Subramanian also noted that some people think that India has built in a reasonably well social welfare programme in terms of giving away subsidised food.
"Would this undermine that? And the third big question is, is the infrastructure to implement this...the whole biometrics, financial inclusion and mobile," he said in response to a question.
"India currently has 1.1 billion people covered under biometrics. At the same time 250 million have banking financial accounts and about 60 per cent of those are linked to the AADHAAR numbers," Subramanian said.
In terms of mobiles, 250 million people have smart phones, 300 million people have regular phones and 350 million people have no phones, he noted. Ideally one would like to have the biometric number, bank account and mobile phone linked with each other, he said.
"That is the kind of dream, we call it the JAM (Jan Dhan-Aadhaar-Mobile) infrastructure. At the moment, it is very patch in the way it is developed," he said.

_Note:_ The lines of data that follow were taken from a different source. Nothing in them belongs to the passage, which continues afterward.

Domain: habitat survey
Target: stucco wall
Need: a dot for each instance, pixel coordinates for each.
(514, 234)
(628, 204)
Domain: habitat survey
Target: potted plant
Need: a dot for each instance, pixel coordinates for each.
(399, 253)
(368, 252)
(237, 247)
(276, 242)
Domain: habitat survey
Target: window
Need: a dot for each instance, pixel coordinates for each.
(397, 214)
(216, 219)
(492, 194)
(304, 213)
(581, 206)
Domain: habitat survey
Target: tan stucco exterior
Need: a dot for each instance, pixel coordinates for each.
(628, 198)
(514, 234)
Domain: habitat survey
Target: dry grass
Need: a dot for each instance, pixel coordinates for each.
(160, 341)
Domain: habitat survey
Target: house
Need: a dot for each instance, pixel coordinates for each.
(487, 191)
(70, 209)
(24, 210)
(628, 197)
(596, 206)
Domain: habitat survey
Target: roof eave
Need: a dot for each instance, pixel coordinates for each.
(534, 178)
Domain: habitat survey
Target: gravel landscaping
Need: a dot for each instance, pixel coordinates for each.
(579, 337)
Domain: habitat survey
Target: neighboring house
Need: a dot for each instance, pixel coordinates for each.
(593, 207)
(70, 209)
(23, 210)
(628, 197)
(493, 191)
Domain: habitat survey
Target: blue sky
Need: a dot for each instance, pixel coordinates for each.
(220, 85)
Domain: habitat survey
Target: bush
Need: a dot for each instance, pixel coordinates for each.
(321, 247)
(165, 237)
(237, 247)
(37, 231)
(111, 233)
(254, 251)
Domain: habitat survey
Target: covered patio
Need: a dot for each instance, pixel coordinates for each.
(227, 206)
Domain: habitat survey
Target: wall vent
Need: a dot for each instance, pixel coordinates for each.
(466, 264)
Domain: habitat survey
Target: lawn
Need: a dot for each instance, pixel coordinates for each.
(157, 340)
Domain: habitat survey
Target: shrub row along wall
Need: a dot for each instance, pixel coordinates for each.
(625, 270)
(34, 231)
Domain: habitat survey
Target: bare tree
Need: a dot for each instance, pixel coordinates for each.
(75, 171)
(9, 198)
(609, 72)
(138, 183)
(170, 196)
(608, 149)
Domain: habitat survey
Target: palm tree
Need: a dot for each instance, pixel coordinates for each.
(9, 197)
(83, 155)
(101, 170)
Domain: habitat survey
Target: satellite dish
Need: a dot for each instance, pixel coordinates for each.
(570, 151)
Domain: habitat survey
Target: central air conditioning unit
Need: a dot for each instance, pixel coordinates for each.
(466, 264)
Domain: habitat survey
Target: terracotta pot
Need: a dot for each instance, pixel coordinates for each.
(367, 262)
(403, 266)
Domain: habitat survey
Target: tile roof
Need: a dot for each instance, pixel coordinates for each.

Noting that in principle nothing prevents a state government from going on its own, Subramanian said, what some of the states, which are thinking about it seriously, do want is federal money for this. The states might ask for untied money from the Centre, he said.
"That is the kind of conversation that is beginning to happen, because that would make it easier for the state governments to finance this," Subramanian said.
One of the starting points for this in India is the various social welfare schemes, like the employment guarantee scheme, the food or kerosene subsidy are very leaky and they do not do a very great job in reaching the poor, he said.
UBI can easily be an improvement on that, the chief economic adviser said. Responding to a question, Subramanian said that it would be very difficult to phase out the existing subsidy programmes, because of the potential political opposition to it.
"That's true across the world, very difficult to withdraw entitlements," he said. "So unless you phase down existing programmes...you can't really (implement UBI)...because the magnitude is so big," he said.